Treatment of migraine thus presents special problems in the elderly. Coincidental disease may prohibit the use of some migraine medications. For example, vascular disease in general contraindicates the use of ergotamine, dihydroergotamine, and the triptans; depression militates against the use of beta-blockers and flunarizine; the beta-blockers and calcium channel blockers should not be used in heart failure; and prostatism, glaucoma, and heart disease make the use of tricyclics problematic. Moreover, even when these contraindications do not exist, older patients are more likely than younger patients to develop adverse effects from migraine medications. For example, the elderly are especially prone to have sedation and confusion from tricyclics, and their decreased renal reserve makes them vulnerable to kidney failure with nonsteroidal antiinflammatory drugs (NSAIDs).

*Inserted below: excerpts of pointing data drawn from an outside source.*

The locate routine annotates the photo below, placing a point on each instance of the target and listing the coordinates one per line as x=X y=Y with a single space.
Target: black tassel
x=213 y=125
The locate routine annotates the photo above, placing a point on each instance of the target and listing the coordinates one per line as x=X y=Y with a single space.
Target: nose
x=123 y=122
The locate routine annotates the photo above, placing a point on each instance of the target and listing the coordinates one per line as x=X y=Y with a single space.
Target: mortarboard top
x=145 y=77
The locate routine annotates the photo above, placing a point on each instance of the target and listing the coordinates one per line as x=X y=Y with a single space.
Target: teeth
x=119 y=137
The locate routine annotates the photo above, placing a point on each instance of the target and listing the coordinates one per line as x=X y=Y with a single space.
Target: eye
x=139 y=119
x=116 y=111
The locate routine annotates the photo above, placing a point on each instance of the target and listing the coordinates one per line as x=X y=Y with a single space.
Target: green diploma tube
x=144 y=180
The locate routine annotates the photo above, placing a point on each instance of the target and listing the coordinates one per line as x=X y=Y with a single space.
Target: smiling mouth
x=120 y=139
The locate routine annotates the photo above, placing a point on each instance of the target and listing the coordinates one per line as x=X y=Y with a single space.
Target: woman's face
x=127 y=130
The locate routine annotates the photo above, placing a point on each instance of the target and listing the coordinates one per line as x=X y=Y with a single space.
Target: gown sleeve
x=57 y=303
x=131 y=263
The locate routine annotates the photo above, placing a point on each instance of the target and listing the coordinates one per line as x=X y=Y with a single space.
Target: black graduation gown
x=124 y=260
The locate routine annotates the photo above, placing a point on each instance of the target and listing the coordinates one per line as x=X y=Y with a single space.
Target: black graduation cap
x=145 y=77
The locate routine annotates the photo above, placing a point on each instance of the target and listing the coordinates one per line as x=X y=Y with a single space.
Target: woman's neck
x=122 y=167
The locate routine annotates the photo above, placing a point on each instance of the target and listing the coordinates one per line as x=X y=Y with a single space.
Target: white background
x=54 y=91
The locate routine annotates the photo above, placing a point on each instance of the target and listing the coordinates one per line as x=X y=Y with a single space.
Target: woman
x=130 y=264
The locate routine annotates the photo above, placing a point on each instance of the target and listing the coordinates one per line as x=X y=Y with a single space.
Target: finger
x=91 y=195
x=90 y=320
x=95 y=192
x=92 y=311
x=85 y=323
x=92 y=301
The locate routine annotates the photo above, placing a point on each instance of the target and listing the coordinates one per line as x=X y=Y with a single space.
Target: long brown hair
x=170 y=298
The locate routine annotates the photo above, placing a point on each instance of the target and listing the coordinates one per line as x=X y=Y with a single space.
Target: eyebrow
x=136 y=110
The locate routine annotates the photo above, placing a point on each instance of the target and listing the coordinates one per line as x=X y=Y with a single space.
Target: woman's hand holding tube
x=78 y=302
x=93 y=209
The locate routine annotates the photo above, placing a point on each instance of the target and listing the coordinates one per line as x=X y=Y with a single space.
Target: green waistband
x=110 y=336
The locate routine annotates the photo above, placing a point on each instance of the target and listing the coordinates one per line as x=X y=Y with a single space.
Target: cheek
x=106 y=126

Managing the older migraine patient calls for thorough familiarity with that individual’s general health status, a wide practical knowledge of pharmacology, and, most important, caution (10).
Tension-Type Headache
The prevalence of tension-type headache also declines in the elderly, but not nearly as much as migraine. In community-based surveys of the elderly using the IHS criteria, the prevalence of tension-type headache ranged from 35 to 44.5% and was higher in women (31,46). Many more people had the episodic type than the chronic type. A clinic-based study in Spain reported that the most common diagnosis for headache as both the initial and main complaint in the elderly was tension-type headache (43%), possibly chronic tension-type headache (30). While most of the aged who have tension-type headache have had it since youth or middle age, they begin for the first time after the age of 50 in about 10% of tension-type headache patients (20); when this occurs, a special search should be made for concomitant and often masked depression (7,15,25,40,47).